I really hate to pan this novel as Brian McNeill’s a great musician, but I have to as he’s a lousy fiction writer. I love his music – I have every one of his post-Batties albums, but this is not his forte. The Busker is the first of two novels by McNeill comprising the adventures of Busker and (as he notes on his Web site) “reluctant fighter for justice, Alex Fraser.”
In The Busker Alex, on the run from the law and in pursuit of the answers to a mystery that has its inception in a heinous Spanish Civil War depravity, has escaped from Northern Europe to his native Falkirk in lowland Scotland, where he’s in search of some answers to this mystery. McNeill is at his very best when writing what he knows. For example, just read this extract from this novel:
There’s a smell to a good pub in Scotland, a smell that can overcome all the sourness, the squalor that lives with the drink – thick, yeasty and warm as the beer itself, overlaid with the sharp tang of the last drops of the dram wrung lovingly into the pint.
Between the dark doorway and the partitioned horseshoe of the bar it enveloped me like a fog, and in the distance of four or five paces, I’d stepped back in time to a place where generation upon generation of Scottish manhood had held both its liquor and its tongue. The white-jacketed barman served me a pint and went back to his paper with a civil nod. I looked round the room. No garrulous winos or sullen barmaids here, just hard, steady drinkers. This was the place where John Knox’s conscience drank on his night off. silent as the most Presbyterian of kirks, and ten times more pious.
Don’t pick up this novel expecting to read about the life of a fiddle-playing busker as that’s not what’s here. Think Dick Francis writing about musicians instead of horses, and you’ll get an idea of the quality of the prose here. It’s terribly puzzling that respected papers like Bradford Telegraph And Argus can say that “… the prose is good and the first-person busking scenes give a real insight into the world of the street entertainer.” Debbie Skolnik, in her review of To Answer The Peacock, the sequel to this novel, got it right when she said, “… I’m sorry to say I have a problem with the plot. It seems too fantastic, too contrived to be credible. Yes, I know it’s fiction but it’s not supposed to be fantasy, I don’t think, and it feels more like that to me. McNeill’s got a very creative imagination – I give him that – to be able to dream up this story, which I think would have worked better as a cinematic presentation rather than a book. Alex is a fascinating character, but there’s a lot we don’t know about him; his past is alluded to many times, but never fully explained.” Her assessment of that novel is my assessment of this novel – it never really caught my interest.

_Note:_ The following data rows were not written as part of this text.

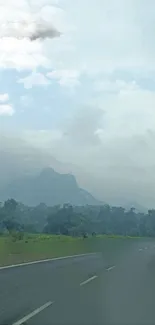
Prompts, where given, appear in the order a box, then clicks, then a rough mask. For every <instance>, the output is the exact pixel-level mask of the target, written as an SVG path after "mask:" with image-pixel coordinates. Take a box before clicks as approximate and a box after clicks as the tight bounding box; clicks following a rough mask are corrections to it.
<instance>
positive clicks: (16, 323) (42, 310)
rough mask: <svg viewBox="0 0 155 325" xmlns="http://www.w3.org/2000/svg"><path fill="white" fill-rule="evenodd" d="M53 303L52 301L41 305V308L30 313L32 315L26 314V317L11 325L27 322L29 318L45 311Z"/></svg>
mask: <svg viewBox="0 0 155 325" xmlns="http://www.w3.org/2000/svg"><path fill="white" fill-rule="evenodd" d="M53 303H54V301H53V302H52V301H49V302H47V303H46V304H44V305H42V306H41V307H39V308H37V309H35V310H34V311H32V313H30V314H28V315H27V316H24V317H23V318H21V319H19V320H18V321H17V322H15V323H13V324H12V325H21V324H23V323H24V322H26V321H28V320H29V319H30V318H32V317H34V316H35V315H37V314H39V313H40V312H41V311H43V310H44V309H46V308H47V307H49V306H51V305H52V304H53Z"/></svg>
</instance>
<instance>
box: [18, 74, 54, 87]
mask: <svg viewBox="0 0 155 325" xmlns="http://www.w3.org/2000/svg"><path fill="white" fill-rule="evenodd" d="M18 83H23V84H24V87H25V88H26V89H30V88H32V87H33V86H48V85H49V84H50V81H49V80H48V79H47V78H46V77H45V76H44V75H43V74H42V73H38V72H33V73H32V74H30V75H28V76H27V77H25V78H23V79H19V80H18Z"/></svg>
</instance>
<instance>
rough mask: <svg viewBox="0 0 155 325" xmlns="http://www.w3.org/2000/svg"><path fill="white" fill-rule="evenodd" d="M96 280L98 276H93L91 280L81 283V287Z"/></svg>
mask: <svg viewBox="0 0 155 325" xmlns="http://www.w3.org/2000/svg"><path fill="white" fill-rule="evenodd" d="M96 278H97V275H94V276H92V277H91V278H89V279H87V280H85V281H83V282H81V283H80V286H83V285H85V284H87V283H89V282H90V281H93V280H95V279H96Z"/></svg>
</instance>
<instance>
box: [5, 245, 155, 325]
mask: <svg viewBox="0 0 155 325" xmlns="http://www.w3.org/2000/svg"><path fill="white" fill-rule="evenodd" d="M110 263H111V264H109V261H107V260H105V258H104V255H102V254H100V253H98V254H96V255H87V256H82V257H75V258H72V259H66V260H57V261H53V262H48V263H43V264H35V265H29V266H25V267H21V268H13V269H6V270H1V271H0V288H1V290H0V324H8V325H13V324H14V325H20V324H21V322H22V321H24V319H23V318H24V317H25V316H26V317H28V318H29V319H28V318H27V319H26V324H27V325H36V324H38V325H42V324H45V325H46V324H51V325H54V324H55V325H58V324H59V325H65V324H69V325H70V324H73V325H74V324H75V325H88V324H89V325H92V324H99V325H100V324H106V325H117V324H120V325H123V324H125V325H130V324H132V325H135V324H137V325H140V324H142V325H145V324H148V325H150V324H155V242H154V241H151V240H150V241H148V242H147V241H146V240H144V241H141V240H137V241H135V242H134V243H133V245H131V247H130V249H129V250H127V251H126V254H124V252H123V255H122V257H121V258H120V256H119V257H118V258H115V259H114V261H113V264H112V260H111V259H110ZM40 307H41V308H42V309H39V308H40ZM35 312H36V314H35ZM31 313H32V314H31ZM29 316H30V317H29ZM18 321H19V322H18Z"/></svg>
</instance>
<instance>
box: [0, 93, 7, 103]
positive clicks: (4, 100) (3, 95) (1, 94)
mask: <svg viewBox="0 0 155 325" xmlns="http://www.w3.org/2000/svg"><path fill="white" fill-rule="evenodd" d="M8 100H9V95H8V94H0V102H1V103H4V102H7V101H8Z"/></svg>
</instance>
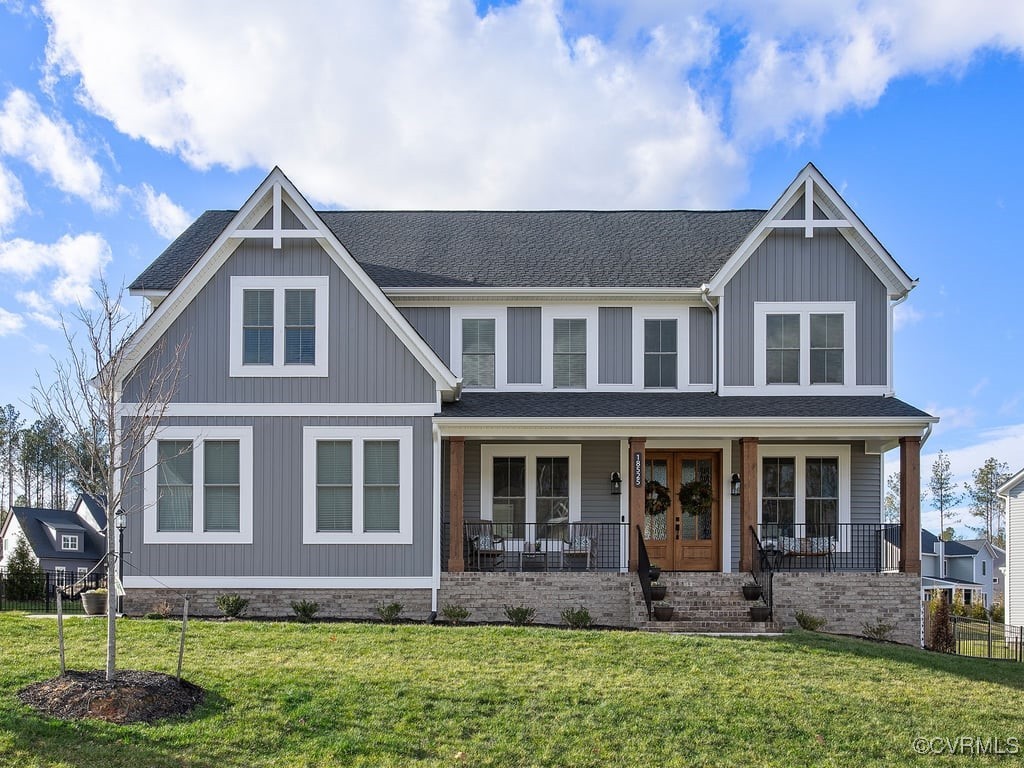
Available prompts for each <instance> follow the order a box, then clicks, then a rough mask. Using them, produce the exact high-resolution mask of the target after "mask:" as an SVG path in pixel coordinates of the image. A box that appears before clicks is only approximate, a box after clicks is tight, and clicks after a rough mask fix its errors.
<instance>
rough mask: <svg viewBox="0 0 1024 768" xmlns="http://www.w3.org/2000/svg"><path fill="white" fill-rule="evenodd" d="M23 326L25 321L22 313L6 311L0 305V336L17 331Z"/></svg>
mask: <svg viewBox="0 0 1024 768" xmlns="http://www.w3.org/2000/svg"><path fill="white" fill-rule="evenodd" d="M23 328H25V321H24V319H23V318H22V315H19V314H15V313H14V312H8V311H7V310H6V309H4V308H3V307H0V336H7V335H9V334H13V333H17V332H18V331H20V330H22V329H23Z"/></svg>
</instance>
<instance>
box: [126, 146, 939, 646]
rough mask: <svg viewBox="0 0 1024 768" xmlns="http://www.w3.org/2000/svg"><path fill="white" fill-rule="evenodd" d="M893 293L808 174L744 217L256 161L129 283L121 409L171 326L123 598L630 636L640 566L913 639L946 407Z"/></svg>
mask: <svg viewBox="0 0 1024 768" xmlns="http://www.w3.org/2000/svg"><path fill="white" fill-rule="evenodd" d="M914 284H915V283H914V281H912V280H911V279H910V278H909V276H908V275H907V274H906V273H905V272H904V271H903V269H902V268H901V267H900V266H899V265H898V264H897V263H896V261H895V260H894V259H893V258H892V256H891V255H890V254H889V253H888V252H887V251H886V250H885V248H884V247H883V246H882V245H881V244H880V243H879V242H878V240H877V239H876V238H874V237H873V234H872V233H871V232H870V230H868V229H867V227H866V226H865V225H864V224H863V223H862V222H861V221H860V219H859V218H858V217H857V216H856V214H855V213H854V212H853V211H852V210H851V209H850V208H849V206H847V204H846V203H845V202H844V201H843V199H842V198H841V197H840V196H839V194H838V193H837V191H836V189H835V188H834V187H833V186H831V185H830V184H829V183H828V182H827V181H826V180H825V179H824V177H823V176H822V175H821V174H820V173H819V172H818V171H817V169H816V168H814V167H813V166H812V165H808V166H807V167H806V168H804V169H803V170H802V171H801V172H800V174H799V175H798V176H797V178H796V179H795V180H794V181H793V183H792V184H791V185H790V186H788V187H786V189H785V190H784V191H783V193H782V195H781V196H780V197H779V199H778V200H777V201H776V202H775V203H774V204H773V205H772V206H771V208H769V209H768V210H738V211H534V212H521V211H502V212H495V211H369V212H358V211H316V210H313V208H312V207H311V206H310V205H309V204H308V203H307V202H306V201H305V200H304V199H303V197H302V196H301V194H300V193H299V191H298V189H296V188H295V186H294V185H293V184H292V183H291V182H290V181H289V179H288V178H287V177H286V176H285V175H284V174H283V173H282V172H281V171H280V170H276V169H275V170H274V171H272V172H271V173H270V175H269V176H268V177H267V178H266V180H265V181H264V182H263V183H262V184H261V185H260V186H259V187H258V188H257V189H256V190H255V193H254V194H253V195H252V197H251V198H250V199H249V200H248V201H247V202H246V203H245V205H244V206H243V207H242V208H241V209H240V210H237V211H236V210H228V211H208V212H206V213H204V214H203V215H202V216H201V217H200V218H199V219H198V220H197V221H196V222H195V223H194V224H193V225H191V226H190V227H189V228H188V229H187V230H186V231H185V232H183V233H182V234H181V236H180V237H179V238H178V239H177V240H176V241H175V242H174V243H172V244H171V246H170V247H168V249H167V250H166V251H165V252H164V253H163V254H162V255H161V256H160V257H159V258H158V259H157V260H156V261H155V262H154V263H153V264H152V265H151V266H150V267H148V268H146V269H145V271H143V272H142V274H140V275H139V276H138V279H137V280H136V281H135V282H134V283H133V284H132V285H131V290H132V292H133V293H134V294H136V295H140V296H144V297H146V298H147V299H148V300H150V302H151V303H152V305H153V311H152V313H151V314H150V316H148V317H147V318H146V321H145V322H144V324H143V326H142V327H141V328H140V329H139V331H138V332H137V333H136V334H135V336H134V337H133V341H132V348H131V350H130V359H131V364H132V365H133V366H135V368H134V370H132V372H131V373H130V374H129V375H127V376H126V377H125V380H124V382H123V389H122V399H123V404H124V414H125V416H124V418H126V419H127V418H132V412H133V404H132V403H133V402H135V401H136V399H137V396H138V395H137V393H138V392H139V391H140V388H141V386H142V384H143V383H144V381H145V376H146V371H147V370H152V369H151V368H150V367H151V366H162V365H169V364H170V360H171V359H172V357H171V354H170V352H168V351H167V350H169V349H172V348H173V347H174V345H175V344H176V343H177V342H178V341H179V340H181V339H187V349H186V352H185V355H184V364H183V365H184V371H183V376H182V377H181V383H180V385H179V386H178V388H177V391H176V392H175V394H174V397H173V401H172V402H171V404H170V407H169V409H168V410H167V414H166V418H165V419H164V421H163V422H162V423H161V424H160V425H159V428H157V429H156V431H155V439H154V440H153V441H152V443H151V444H150V445H148V450H147V453H146V459H145V462H144V466H143V467H139V468H137V470H138V471H137V472H136V475H135V476H134V477H133V478H131V479H129V480H128V481H129V482H130V483H131V485H130V495H129V497H128V504H127V507H126V508H127V511H128V512H129V515H130V518H129V520H130V521H129V526H128V531H127V539H126V544H125V546H126V547H127V548H129V549H130V550H131V551H132V553H133V561H134V565H135V566H137V570H136V571H135V572H131V571H129V572H128V574H127V577H126V580H125V584H126V587H127V589H128V598H127V602H126V606H127V608H128V610H143V609H145V606H146V605H147V604H150V603H152V602H156V601H163V600H164V599H166V598H167V597H168V595H169V593H167V592H166V590H167V589H175V590H179V591H182V592H184V591H187V592H189V593H191V594H193V595H194V596H195V600H196V603H195V604H196V605H198V606H199V607H198V609H199V610H200V611H201V612H202V611H203V610H204V609H207V608H209V609H210V610H213V609H212V607H210V606H212V600H213V598H214V597H215V596H216V595H217V594H219V593H220V592H224V591H229V592H238V593H241V594H246V595H247V596H249V597H250V599H251V600H252V606H253V607H252V608H251V610H254V611H257V612H263V613H287V612H288V609H287V605H288V603H289V601H290V600H292V599H300V598H302V597H310V598H311V599H316V600H317V601H319V602H321V603H322V605H323V606H326V611H327V612H333V613H336V614H339V615H350V616H366V615H370V614H372V612H373V608H374V606H375V605H377V604H379V603H380V602H381V601H384V600H387V601H390V600H392V599H397V600H399V601H400V602H402V603H403V605H404V606H406V611H407V614H409V615H412V616H421V617H423V616H426V615H427V613H428V612H430V611H431V610H436V609H437V608H438V607H439V606H440V605H443V604H445V603H450V602H452V603H459V604H462V605H466V606H467V607H470V608H471V609H472V610H473V611H474V615H473V617H474V618H476V620H479V621H498V620H500V618H501V617H502V605H503V604H507V603H510V602H520V603H528V604H531V605H534V606H535V607H537V608H538V611H539V616H540V617H541V618H542V620H543V621H553V622H557V621H558V612H559V610H560V609H561V608H562V607H564V606H566V605H580V604H583V605H585V606H586V607H588V608H589V609H590V610H591V612H592V613H593V614H594V615H595V617H596V618H597V620H598V621H599V622H600V623H602V624H607V625H617V626H631V625H634V626H635V625H637V624H643V623H644V622H645V620H646V615H645V614H644V613H643V611H640V610H639V609H638V607H637V606H638V604H640V602H641V601H640V599H639V597H638V595H639V594H640V592H641V591H642V590H641V586H640V580H639V579H638V578H637V577H636V569H637V567H638V563H641V562H645V561H646V560H650V561H652V562H654V563H655V564H657V565H659V566H660V568H662V569H663V572H664V573H665V575H663V583H669V586H670V589H669V596H668V597H667V599H668V600H669V601H670V602H672V604H674V606H675V607H676V609H677V613H678V614H679V615H682V617H683V621H684V622H687V621H688V622H692V623H693V625H692V626H693V627H696V626H697V625H698V624H700V626H703V627H706V628H712V627H714V625H715V621H716V620H721V623H722V624H728V623H731V622H732V621H733V618H735V616H734V615H732V614H728V611H725V612H721V613H719V614H715V611H714V610H712V609H711V608H708V607H707V606H708V605H709V604H714V603H715V601H716V600H718V599H719V597H721V596H722V595H724V594H726V593H727V594H729V595H730V596H732V595H733V594H734V593H738V587H739V585H740V584H741V582H742V581H743V580H744V579H750V572H751V571H758V572H761V571H763V570H764V569H765V568H767V569H772V570H774V571H776V578H775V591H774V595H775V598H774V599H775V605H776V620H777V621H779V622H782V623H786V622H788V621H792V613H793V611H794V610H796V609H800V608H803V609H807V610H811V611H812V612H814V611H817V612H820V613H822V614H826V615H829V616H834V617H835V618H836V622H837V624H835V625H834V626H835V627H836V628H837V629H838V630H844V625H843V622H844V621H847V622H852V621H853V620H852V618H846V620H844V618H843V616H844V615H847V616H853V617H854V618H856V626H855V627H854V625H853V624H851V627H850V628H846V630H847V631H858V629H859V622H860V621H862V620H864V618H865V617H868V618H869V617H870V616H871V615H878V616H880V617H881V616H887V617H896V618H897V620H898V621H899V623H900V625H901V627H903V628H904V630H905V635H904V636H903V637H904V639H906V640H907V641H908V642H916V637H918V634H919V633H918V621H919V620H918V616H919V613H918V611H919V608H920V589H921V580H920V562H921V559H920V538H919V530H920V510H919V501H918V500H919V495H918V488H919V486H920V447H921V441H922V439H923V437H927V433H928V430H929V429H930V427H931V425H932V424H933V423H934V422H935V419H934V418H933V417H931V416H929V415H928V414H926V413H923V412H922V411H920V410H918V409H915V408H913V407H912V406H909V404H907V403H905V402H902V401H901V400H899V399H897V398H896V397H895V396H894V391H893V371H892V360H893V347H892V339H893V307H894V306H895V305H896V304H897V303H899V302H901V301H903V300H904V299H905V298H906V297H907V294H908V293H909V292H910V290H911V289H912V288H913V286H914ZM161 340H163V341H164V342H165V343H164V344H163V345H160V344H159V342H160V341H161ZM155 426H156V425H155ZM897 447H898V450H899V451H900V461H901V473H902V483H903V485H902V486H903V488H904V489H905V490H907V493H906V494H905V495H904V498H903V499H902V503H901V520H900V524H899V525H886V524H884V523H883V522H882V515H881V498H882V486H883V482H882V480H883V465H884V463H883V455H884V454H885V452H887V451H889V450H892V449H897ZM524 571H527V572H526V573H525V574H524ZM532 571H540V572H543V573H544V575H538V574H537V572H532ZM744 574H745V575H744ZM865 585H867V586H868V587H869V592H870V595H871V598H870V599H865V598H864V596H863V595H864V593H865V591H864V589H863V588H864V586H865ZM858 595H859V597H858ZM722 599H725V598H724V597H723V598H722ZM700 606H705V607H703V608H701V607H700ZM854 610H856V611H861V610H862V611H864V612H861V613H859V614H856V615H854V613H853V611H854Z"/></svg>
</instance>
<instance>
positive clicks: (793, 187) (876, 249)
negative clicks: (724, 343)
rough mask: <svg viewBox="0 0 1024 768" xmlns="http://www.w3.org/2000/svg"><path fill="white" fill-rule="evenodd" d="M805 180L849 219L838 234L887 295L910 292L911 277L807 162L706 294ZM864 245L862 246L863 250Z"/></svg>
mask: <svg viewBox="0 0 1024 768" xmlns="http://www.w3.org/2000/svg"><path fill="white" fill-rule="evenodd" d="M808 181H812V182H813V185H814V187H815V188H816V189H817V190H818V191H819V194H820V196H823V197H825V198H826V199H827V201H828V202H829V203H830V204H831V205H833V206H834V207H835V208H836V209H837V210H838V211H839V212H840V213H841V215H842V220H845V221H846V222H849V224H850V226H848V227H840V228H839V231H840V233H841V234H843V237H844V238H846V240H847V242H848V243H850V245H851V247H853V249H854V251H856V253H857V254H858V255H859V256H860V257H861V258H862V259H864V261H865V263H866V264H867V266H868V267H869V268H870V269H871V270H872V271H873V272H874V274H876V275H877V276H878V278H879V280H880V281H882V283H883V284H884V285H885V286H886V288H887V289H888V291H889V293H890V295H893V294H895V295H903V294H906V293H907V292H908V291H910V290H911V289H912V288H913V287H914V285H915V281H913V280H911V279H910V276H909V275H907V273H906V272H905V271H903V268H902V267H901V266H900V265H899V264H898V263H896V260H895V259H894V258H893V257H892V256H890V255H889V252H888V251H886V249H885V248H884V247H883V246H882V244H881V243H879V241H878V239H876V237H874V236H873V234H872V233H871V231H870V229H868V228H867V227H866V226H865V225H864V222H863V221H861V220H860V217H859V216H857V214H855V213H854V212H853V210H852V209H851V208H850V207H849V206H848V205H847V204H846V202H845V201H844V200H843V198H842V197H841V196H840V195H839V193H838V191H836V187H834V186H833V185H831V184H830V183H829V182H828V180H827V179H826V178H825V177H824V176H823V175H821V172H820V171H819V170H818V169H817V168H815V167H814V165H813V164H812V163H808V164H807V165H806V166H804V168H803V170H801V171H800V173H799V174H797V177H796V178H795V179H794V180H793V182H792V183H791V184H790V185H788V186H787V187H786V188H785V191H783V193H782V195H781V196H780V197H779V199H778V200H777V201H775V205H773V206H772V207H771V208H770V209H769V211H768V213H766V214H765V215H764V217H763V218H762V219H761V221H759V222H758V224H757V225H756V226H755V227H754V229H752V230H751V232H750V233H749V234H748V236H746V238H745V239H744V240H743V242H742V243H741V244H740V246H739V248H737V249H736V252H735V253H734V254H733V255H732V256H730V257H729V259H728V261H726V262H725V264H723V265H722V267H721V268H720V269H719V270H718V272H716V273H715V275H714V276H713V278H712V279H711V282H710V283H709V291H710V293H711V294H712V295H713V296H722V295H723V293H724V292H725V286H726V284H727V283H728V282H729V281H730V280H732V278H733V275H735V273H736V272H737V271H738V270H739V268H740V267H741V266H742V265H743V264H744V263H746V260H748V259H749V258H750V257H751V255H752V254H753V253H754V252H755V251H756V250H757V248H758V246H760V245H761V243H762V242H763V241H764V240H765V239H766V238H767V237H768V234H770V233H771V232H772V231H773V230H774V228H775V224H776V223H777V220H779V219H781V217H782V216H783V215H785V213H786V211H787V210H788V209H790V208H791V207H792V206H793V204H794V203H795V202H796V200H797V198H799V197H800V196H801V195H804V194H806V187H807V182H808ZM851 234H855V236H856V237H851ZM858 239H859V240H862V241H863V245H860V244H858V242H857V240H858ZM864 246H866V252H865V247H864ZM868 254H870V256H871V258H868V257H867V256H868ZM880 265H882V266H884V269H881V270H880V268H879V266H880Z"/></svg>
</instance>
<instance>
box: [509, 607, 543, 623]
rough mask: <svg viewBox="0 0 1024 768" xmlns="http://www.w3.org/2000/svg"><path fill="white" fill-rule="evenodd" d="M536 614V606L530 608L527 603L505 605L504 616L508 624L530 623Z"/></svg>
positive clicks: (533, 619)
mask: <svg viewBox="0 0 1024 768" xmlns="http://www.w3.org/2000/svg"><path fill="white" fill-rule="evenodd" d="M536 615H537V608H531V607H529V606H528V605H506V606H505V617H506V618H508V620H509V624H511V625H513V626H515V627H524V626H526V625H527V624H532V623H534V616H536Z"/></svg>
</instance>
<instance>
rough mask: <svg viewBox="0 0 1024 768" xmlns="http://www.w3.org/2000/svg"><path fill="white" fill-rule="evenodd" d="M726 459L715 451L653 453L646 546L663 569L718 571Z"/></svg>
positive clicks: (647, 480)
mask: <svg viewBox="0 0 1024 768" xmlns="http://www.w3.org/2000/svg"><path fill="white" fill-rule="evenodd" d="M720 456H721V455H720V454H719V453H718V452H711V451H675V452H671V453H670V452H654V451H651V452H648V453H647V457H646V464H647V467H646V487H645V490H646V504H645V514H644V526H643V527H644V545H645V546H646V548H647V556H648V558H649V559H650V561H651V562H652V563H655V564H657V565H660V566H662V569H663V570H718V568H719V558H720V552H721V536H722V535H721V528H722V520H721V509H722V504H721V499H720V498H719V497H720V496H721V493H722V492H721V488H722V483H721V478H720V472H719V466H720ZM681 493H682V496H683V499H684V500H685V502H686V503H685V504H684V503H683V501H682V500H681V499H680V495H681Z"/></svg>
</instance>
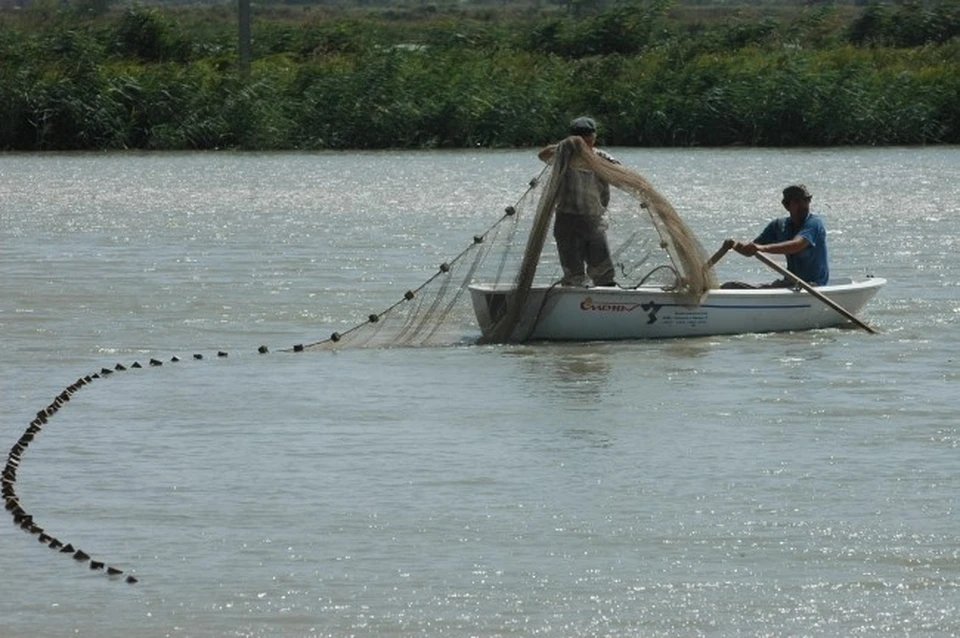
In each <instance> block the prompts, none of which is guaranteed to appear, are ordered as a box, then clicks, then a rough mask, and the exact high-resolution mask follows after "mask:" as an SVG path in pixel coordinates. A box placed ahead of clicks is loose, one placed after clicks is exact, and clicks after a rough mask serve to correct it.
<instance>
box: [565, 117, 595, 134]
mask: <svg viewBox="0 0 960 638" xmlns="http://www.w3.org/2000/svg"><path fill="white" fill-rule="evenodd" d="M596 132H597V123H596V122H594V121H593V119H591V118H589V117H578V118H577V119H575V120H573V121H572V122H570V134H571V135H590V134H591V133H596Z"/></svg>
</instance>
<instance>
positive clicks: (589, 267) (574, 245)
mask: <svg viewBox="0 0 960 638" xmlns="http://www.w3.org/2000/svg"><path fill="white" fill-rule="evenodd" d="M606 230H607V224H606V221H605V220H604V219H603V218H602V217H593V216H589V215H571V214H568V213H557V218H556V220H555V221H554V224H553V238H554V239H555V240H556V242H557V252H559V254H560V266H561V267H562V268H563V280H562V281H561V283H562V284H563V285H564V286H585V285H586V284H587V276H589V277H590V279H591V280H592V281H593V283H594V285H596V286H610V285H612V284H613V278H614V270H613V261H612V260H611V259H610V247H609V246H608V245H607V233H606ZM584 265H586V268H584Z"/></svg>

You have villains with guns, lost children, kittens, and sexy women. You get descriptions of places both lovely and truly awful sounding. Alex gets in, out, and back into danger much, much more often than he busks. Did I mention there’s a chase? A very long chase? All the way from a castle in Germany to the very remote – look them up – Frisian Islands? Hell, there’s even a background for Alex that’s straight out of The Fugitive, the American television series from the ’60s.
All in all, this was not one of my better reads of recent times. Weirdly enough, I read To Answer the Peacock first and, despite an equally unbelievable plot, it was better written than this. Perhaps the final, yet to be published novel in this trilogy will tie everything together. If they wrapped The Fugitive series with a modicum of logic, McNeill can wrap his series in a tidy fashion too!
The bottom line is that I believe The Busker is a poorly written novel, but The Busker And The Devil’s Only Daughter CD that is the companion to this novel is a brilliant piece of music that one should hear if one loves Scottish folk music. Let’s just hope his novel writing doesn’t get in the way of his music creation as that would be a pity!